Tommy Hadi Wijaya : Pernah aktif di kelompok CAGER 2001-2006, Mahasiswa UNTAG (PSIKOLOGI), Karyawan.

Tepat jam delapan malam aku berada berada di sebuah kota kecil, tepatnya di selat sunda. Yang aku tau, kota itu penuh dengan aura ketidak jujuran baik itu pekerjaan, hobby, pendidikan, pemerintahan, dan yang paling parah adalah ketidak jujuran terhadap diri sendiri. Wah……….., alangkah bahagianya aku saat mendapat informasi bahwa kota itu terkenal pula dengan nasi uduknya yang khas. Meskipun bulum cukup dikenal di indonesia, namun, makanan itu sudah cukup basi dibicarakan orang – orang dikota tersebut.

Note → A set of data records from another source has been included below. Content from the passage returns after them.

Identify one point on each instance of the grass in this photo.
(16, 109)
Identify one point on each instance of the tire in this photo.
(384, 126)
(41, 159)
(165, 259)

Pucuk dicinta nasipun tiba. Itulah ungkapan yang tepat untuk menuangkan isi hatiku. Maklumlah, perutku sudah cukup gemuk untuk terisi angin. “ gruuuk”……”grukkkk”….. wah,…… alarem dalam perutku sudah berbunyai berkaili – kali, itu adalah pertanda bahwa perutku sudah mulai lapar diantara orang – orang yang lapar. Selain itu, kerongkonganku sudah sangat gersang bagai sawah tanpa pengairan selama setahun. Astaga, aku sendiri hampir tidak mampu untuk membayangkan hal tersebut. Atau hanya keadaan saja yang aku dramatisir.

“Darmaji, ayo kita makan! Rasanya perutku sudah takmampu menanggung derita ini”. Aku mulai membuka ajakan untuk menunda perjalanan sejenak untuk memanjakan perutku.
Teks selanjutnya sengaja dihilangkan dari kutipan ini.